Polizei in Erding:Weit weg vom Soll

Polizei in Erding: Viel zu tun haben die Beamten beim Herbstfest in Erding. Sie müssen ständig Präsenz zeigen und im Fall des Falles eingreifen.

Viel zu tun haben die Beamten beim Herbstfest in Erding. Sie müssen ständig Präsenz zeigen und im Fall des Falles eingreifen.

(Foto: Bauersachs)

Neueste Zahlen zeigen: Bei weitem nicht alle Stellen bei den Erdinger Polizeiinspektionen sind besetzt - obwohl im vergangenen Jahr der Personalschlüssel angehoben wurde

Von Mathias Weber, Erding

Weiterhin klafft bei den Personalstellen der Erdinger Polizei ein großes Loch zwischen der Soll-Stärke und der Zahl der Beamten, die tatsächlich in den Inspektionen in Erding und Dorfen ihren Dienst verrichten. Berechnungen des Innenministeriums zufolge beträgt die Soll-Stärke, also die Zahl der vorgesehenen Beamten, im Landkreis zusammen 127 Polizistinnen und Polizisten. Die tatsächlich verfügbare Personalstärke liegt allerdings bei rechnerischen 97,54 Stellen, somit sind gut 30 Stellen im Landkreis unbesetzt. Diese aktuellen Zahlen teilt die SPD-Landtagsabgeordnete Doris Rauscher mit, die diese im Innenministerium in München erfragt hatte. Die Inspektion in Dorfen hat es immerhin ein wenig besser als die in Erding: Dort sind von 37 Stellen 34,42 besetzt, in Erding sind es für 90 Stellen gerade einmal 63,12 Stellen. Und das, obwohl der Personalschlüssel im vergangenen Jahr angehoben wurde. Dorfen hatte drei Planstellen mehr zugeteilt bekommen, Erding sogar 15. Doch viel geholfen hat das noch nicht: Statt 61 Vollzeitstellen wie im vergangenen Jahr sind in der Großen Kreisstadt nun eben 63,12 Stellen besetzt, das entspricht nur knapp 70 Prozent. Doch damit ist die Erdinger Polizei nicht allein. In vielen größeren Inspektionen im Gebiet des Polizeipräsidiums Nord in Ingolstadt, zu der der Landkreis gehört, liege die Fehlquote zwischen 70 und 80 Prozent. Das sagt Stefan Kemptner, Vorsitzender des Bezirksverbandes der Deutschen Polizeigewerkschaft (DPolG). Er hat täglich mit den Kollegen zu tun, die in kleineren und größeren Dienststellen arbeiten. Kempter spricht von einer fatalen Entwicklung: Nach wie vor steigt die Arbeitsbelastung für die Polizisten, gleichzeitig werden die Soll-Stellen aber nicht besetzt. Und das hat nicht einmal viel damit zu tun, dass es nicht genug Stellen gäbe, er nimmt in dieser Frage das Innenministerium in Schutz; eher gäbe es eine Art "Bermudadreieck", in dem viele Stellen verschwänden: Weil manche Stellen sowieso nur Teilzeitstellen sind, weil Kolleginnen schwanger werden, weil manche das Pflegedienstgesetzt in Anspruch nehmen. Und viel Arbeit bedeutet auch viel Stress. Kemptner sagt: "Die Zahl der Langzeiterkrankungen, die mehr als sechs Wochen dauern, nehmen stetig zu." Und so müsse jeder Dienstellenleiter schauen, wie er seine Dienstpläne füllt. Diese seien "auf Kante genäht", wie auch Hans-Peter Kammerer, der Leiter der Pressestelle des Präsidiums in Ingolstadt, sagt.

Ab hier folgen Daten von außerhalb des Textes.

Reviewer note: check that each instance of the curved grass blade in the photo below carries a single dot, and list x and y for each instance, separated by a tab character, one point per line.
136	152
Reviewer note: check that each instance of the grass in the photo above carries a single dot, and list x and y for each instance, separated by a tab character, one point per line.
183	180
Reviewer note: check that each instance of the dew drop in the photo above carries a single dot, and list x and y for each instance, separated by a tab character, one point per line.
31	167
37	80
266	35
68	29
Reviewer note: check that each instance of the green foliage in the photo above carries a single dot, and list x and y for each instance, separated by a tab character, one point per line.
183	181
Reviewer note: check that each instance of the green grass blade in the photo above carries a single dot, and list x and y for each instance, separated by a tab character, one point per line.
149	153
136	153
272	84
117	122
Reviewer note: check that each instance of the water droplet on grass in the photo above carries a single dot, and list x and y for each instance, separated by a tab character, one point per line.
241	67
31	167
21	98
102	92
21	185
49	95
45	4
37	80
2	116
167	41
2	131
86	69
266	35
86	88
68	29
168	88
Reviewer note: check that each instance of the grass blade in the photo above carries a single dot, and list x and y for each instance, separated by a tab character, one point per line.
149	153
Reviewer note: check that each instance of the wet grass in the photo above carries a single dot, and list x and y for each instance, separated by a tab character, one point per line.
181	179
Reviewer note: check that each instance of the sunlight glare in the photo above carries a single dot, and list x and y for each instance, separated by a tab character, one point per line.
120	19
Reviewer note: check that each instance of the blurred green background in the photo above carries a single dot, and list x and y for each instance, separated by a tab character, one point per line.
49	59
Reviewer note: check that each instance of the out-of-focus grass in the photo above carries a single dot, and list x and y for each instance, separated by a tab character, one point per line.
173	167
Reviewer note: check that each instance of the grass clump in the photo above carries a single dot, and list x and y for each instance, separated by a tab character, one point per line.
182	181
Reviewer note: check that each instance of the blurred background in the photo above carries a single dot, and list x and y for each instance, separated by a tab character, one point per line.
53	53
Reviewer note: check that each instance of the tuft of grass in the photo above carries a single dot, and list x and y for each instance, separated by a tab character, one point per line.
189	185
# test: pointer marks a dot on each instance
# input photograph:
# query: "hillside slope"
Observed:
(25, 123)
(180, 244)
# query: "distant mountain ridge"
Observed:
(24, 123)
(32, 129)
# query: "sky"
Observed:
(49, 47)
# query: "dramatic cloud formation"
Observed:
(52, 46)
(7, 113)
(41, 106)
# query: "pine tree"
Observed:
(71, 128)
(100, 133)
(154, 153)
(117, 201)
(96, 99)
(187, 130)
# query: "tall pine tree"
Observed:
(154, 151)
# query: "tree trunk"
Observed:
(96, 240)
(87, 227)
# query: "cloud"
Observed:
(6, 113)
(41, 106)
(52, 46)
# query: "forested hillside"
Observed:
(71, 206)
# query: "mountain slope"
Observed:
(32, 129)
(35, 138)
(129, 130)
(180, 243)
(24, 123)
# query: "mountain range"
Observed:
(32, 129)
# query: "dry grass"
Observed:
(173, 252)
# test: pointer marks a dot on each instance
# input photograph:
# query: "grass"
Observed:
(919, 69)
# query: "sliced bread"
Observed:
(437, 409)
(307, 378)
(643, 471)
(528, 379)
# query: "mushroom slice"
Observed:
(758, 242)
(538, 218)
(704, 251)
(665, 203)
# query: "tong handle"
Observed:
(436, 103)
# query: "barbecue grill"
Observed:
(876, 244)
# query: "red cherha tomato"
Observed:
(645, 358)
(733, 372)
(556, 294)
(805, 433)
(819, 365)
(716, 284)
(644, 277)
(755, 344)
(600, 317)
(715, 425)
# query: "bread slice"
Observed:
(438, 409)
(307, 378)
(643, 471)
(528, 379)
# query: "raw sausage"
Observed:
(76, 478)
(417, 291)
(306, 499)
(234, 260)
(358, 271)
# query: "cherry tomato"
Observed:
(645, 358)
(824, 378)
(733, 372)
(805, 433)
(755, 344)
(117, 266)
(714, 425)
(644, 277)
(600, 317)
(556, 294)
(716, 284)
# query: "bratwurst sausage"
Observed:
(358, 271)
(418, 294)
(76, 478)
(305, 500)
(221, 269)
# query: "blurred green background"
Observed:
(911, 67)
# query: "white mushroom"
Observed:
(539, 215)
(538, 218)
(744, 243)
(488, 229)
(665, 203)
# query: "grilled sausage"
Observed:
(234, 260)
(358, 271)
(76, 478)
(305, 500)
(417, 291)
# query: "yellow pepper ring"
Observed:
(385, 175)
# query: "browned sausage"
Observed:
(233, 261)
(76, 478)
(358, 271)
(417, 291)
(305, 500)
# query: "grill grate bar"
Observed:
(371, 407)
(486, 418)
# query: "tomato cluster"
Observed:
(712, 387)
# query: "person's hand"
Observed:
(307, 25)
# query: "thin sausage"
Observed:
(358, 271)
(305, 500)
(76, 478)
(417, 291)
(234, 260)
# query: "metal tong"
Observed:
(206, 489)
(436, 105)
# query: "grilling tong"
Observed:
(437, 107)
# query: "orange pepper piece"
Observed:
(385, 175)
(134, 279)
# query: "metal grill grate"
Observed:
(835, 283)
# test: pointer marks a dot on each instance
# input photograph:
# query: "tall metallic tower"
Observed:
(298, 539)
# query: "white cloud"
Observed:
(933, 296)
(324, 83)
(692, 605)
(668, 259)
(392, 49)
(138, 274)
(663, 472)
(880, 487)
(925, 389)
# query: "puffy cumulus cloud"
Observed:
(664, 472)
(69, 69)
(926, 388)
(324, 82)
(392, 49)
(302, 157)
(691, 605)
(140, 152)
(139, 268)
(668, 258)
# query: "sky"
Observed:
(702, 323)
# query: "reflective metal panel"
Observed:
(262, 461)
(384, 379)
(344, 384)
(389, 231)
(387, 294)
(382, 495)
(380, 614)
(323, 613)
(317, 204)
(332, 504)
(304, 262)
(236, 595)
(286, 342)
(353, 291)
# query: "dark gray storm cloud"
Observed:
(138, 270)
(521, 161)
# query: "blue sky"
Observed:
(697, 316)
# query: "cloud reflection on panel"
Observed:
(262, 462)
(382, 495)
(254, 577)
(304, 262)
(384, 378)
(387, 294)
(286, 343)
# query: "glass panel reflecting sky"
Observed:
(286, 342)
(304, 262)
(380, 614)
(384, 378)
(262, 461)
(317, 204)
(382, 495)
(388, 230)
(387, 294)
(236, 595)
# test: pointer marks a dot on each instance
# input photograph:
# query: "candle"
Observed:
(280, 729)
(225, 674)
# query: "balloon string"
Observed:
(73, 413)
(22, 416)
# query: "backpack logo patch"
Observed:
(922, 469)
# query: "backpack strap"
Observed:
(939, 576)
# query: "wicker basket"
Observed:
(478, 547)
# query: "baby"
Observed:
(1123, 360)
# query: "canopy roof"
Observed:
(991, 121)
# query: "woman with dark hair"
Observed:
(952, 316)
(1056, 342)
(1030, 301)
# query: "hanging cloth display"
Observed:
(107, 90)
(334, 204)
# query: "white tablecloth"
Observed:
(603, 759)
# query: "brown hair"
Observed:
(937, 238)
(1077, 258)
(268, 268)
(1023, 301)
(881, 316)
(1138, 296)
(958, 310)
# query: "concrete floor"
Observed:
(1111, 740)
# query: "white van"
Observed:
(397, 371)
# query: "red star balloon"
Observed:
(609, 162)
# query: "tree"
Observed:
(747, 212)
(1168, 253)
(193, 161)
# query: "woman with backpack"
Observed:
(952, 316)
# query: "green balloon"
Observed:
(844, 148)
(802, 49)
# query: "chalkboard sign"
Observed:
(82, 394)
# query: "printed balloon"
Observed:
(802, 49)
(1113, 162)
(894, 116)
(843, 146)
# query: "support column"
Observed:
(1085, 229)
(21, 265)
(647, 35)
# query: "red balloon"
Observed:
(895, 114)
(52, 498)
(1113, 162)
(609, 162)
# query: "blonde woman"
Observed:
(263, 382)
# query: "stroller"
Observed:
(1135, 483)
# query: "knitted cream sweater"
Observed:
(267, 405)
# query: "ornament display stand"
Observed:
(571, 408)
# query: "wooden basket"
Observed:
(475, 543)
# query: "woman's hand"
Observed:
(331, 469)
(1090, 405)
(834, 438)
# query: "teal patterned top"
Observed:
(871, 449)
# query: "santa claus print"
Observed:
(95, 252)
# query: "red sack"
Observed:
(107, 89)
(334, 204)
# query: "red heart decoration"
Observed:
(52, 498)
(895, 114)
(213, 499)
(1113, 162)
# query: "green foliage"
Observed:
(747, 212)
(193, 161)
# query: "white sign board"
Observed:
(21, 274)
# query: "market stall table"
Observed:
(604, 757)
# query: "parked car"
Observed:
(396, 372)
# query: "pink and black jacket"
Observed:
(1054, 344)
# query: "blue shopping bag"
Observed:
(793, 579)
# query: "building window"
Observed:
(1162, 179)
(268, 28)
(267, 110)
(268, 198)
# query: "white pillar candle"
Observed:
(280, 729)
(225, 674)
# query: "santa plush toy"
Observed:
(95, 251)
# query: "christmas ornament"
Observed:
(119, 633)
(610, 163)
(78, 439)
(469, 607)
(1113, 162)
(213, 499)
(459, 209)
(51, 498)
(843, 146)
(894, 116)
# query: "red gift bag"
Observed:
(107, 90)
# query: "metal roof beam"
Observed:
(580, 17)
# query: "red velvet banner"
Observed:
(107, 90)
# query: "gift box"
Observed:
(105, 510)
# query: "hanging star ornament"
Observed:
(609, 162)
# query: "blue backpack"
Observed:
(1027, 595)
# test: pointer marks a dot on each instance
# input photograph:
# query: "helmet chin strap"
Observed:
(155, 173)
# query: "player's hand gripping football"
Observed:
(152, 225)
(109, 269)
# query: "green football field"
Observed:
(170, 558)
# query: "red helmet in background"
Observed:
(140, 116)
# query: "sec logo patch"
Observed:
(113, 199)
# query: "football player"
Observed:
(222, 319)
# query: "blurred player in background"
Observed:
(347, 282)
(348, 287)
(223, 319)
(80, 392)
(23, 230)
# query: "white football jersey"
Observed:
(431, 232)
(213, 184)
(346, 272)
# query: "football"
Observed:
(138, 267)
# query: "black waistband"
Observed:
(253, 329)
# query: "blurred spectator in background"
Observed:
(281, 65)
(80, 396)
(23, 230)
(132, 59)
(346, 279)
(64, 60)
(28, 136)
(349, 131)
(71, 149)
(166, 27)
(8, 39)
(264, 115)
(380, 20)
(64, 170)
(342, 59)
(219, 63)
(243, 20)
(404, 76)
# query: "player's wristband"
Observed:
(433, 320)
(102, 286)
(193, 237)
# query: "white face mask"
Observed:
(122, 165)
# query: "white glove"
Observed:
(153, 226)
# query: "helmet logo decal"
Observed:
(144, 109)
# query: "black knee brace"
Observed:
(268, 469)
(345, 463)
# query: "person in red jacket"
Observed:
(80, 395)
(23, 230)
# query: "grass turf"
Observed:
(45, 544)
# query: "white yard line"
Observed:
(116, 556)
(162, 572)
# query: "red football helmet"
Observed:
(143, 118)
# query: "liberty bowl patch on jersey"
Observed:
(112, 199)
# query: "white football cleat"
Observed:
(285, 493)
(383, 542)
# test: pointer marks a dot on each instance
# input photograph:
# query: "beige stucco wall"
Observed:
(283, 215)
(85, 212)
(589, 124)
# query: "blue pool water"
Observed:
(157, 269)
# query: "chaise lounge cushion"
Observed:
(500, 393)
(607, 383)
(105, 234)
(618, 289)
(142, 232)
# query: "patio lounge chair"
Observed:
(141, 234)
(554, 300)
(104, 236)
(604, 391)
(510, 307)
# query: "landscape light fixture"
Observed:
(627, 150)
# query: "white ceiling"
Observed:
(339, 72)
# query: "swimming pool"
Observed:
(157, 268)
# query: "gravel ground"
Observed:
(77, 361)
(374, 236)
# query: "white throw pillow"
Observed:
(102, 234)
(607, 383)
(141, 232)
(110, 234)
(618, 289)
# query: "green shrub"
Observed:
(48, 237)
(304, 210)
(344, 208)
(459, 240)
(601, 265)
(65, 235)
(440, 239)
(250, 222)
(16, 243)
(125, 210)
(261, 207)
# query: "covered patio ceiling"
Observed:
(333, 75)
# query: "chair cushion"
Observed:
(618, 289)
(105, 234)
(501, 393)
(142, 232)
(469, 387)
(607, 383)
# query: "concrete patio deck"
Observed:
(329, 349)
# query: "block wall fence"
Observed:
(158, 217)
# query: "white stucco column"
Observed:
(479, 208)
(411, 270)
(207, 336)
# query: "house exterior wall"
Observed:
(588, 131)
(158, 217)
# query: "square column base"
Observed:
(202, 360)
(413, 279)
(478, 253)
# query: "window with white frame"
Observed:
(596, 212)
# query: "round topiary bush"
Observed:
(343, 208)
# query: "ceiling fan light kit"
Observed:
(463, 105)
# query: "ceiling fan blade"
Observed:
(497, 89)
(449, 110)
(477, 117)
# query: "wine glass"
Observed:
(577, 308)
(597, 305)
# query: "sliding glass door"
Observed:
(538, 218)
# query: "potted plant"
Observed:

Zudem werden die Aufgaben immer vielfältiger. Inspektionen sollen einen Jugendbeamten vorhalten, müssen sich vermehrt mit Cyberkriminalität beschäftigen, und die Flüchtlingsproblematik spielt auch eine Rolle. An den Grenzkontrollen zu Österreich nehmen dem Polizeipräsidium zufolge allerdings keine Erdinger Polizisten teil. Hinzu kommen hingegen spezielle Veranstaltungen wie der G7-Gipfel in Elmau im vergangenen Sommer. Eigentlich hätten die Beamten danach ihre Überstunden abbauen sollen, dann aber kamen die vielen Flüchtlinge in Bayern an. Das Resultat: Allein im Landkreis Erding schieben die Polizistinnen und Polizisten 5000 Überstunden vor sich her, wie die Landtagsabgeordnete Rauscher mitteilt. So schnell dürfte so eine Veranstaltung also nicht mehr passieren; Pressesprecher Kammerer in Ingolstadt sagt: "Die Dienststellenleiter brauchen ihre Leute." Und nicht zuletzt hat sich auch das subjektive Sicherheitsgefühl der Menschen verändert, seitdem viele neue Bürger in das Land kommen. Aber sowohl der Mitarbeitervertreter Kempter als auch Pressesprecher Kammerer sehen die Gesellschaft nicht in Gefahr, weil nicht alle Stellen bei der Polizei besetzt seien. Kammerer sagt, in Erding könne man "weiter sicher leben". Die aktuellen Statistiken geben ihm recht: Wie kürzlich bekannt wurde, ist die Zahl der Einbrüche im Landkreis Erding zurück gegangen. Nicht nur die Hausbesitzer, auch die Polizistinnen und Polizisten wird das freuen.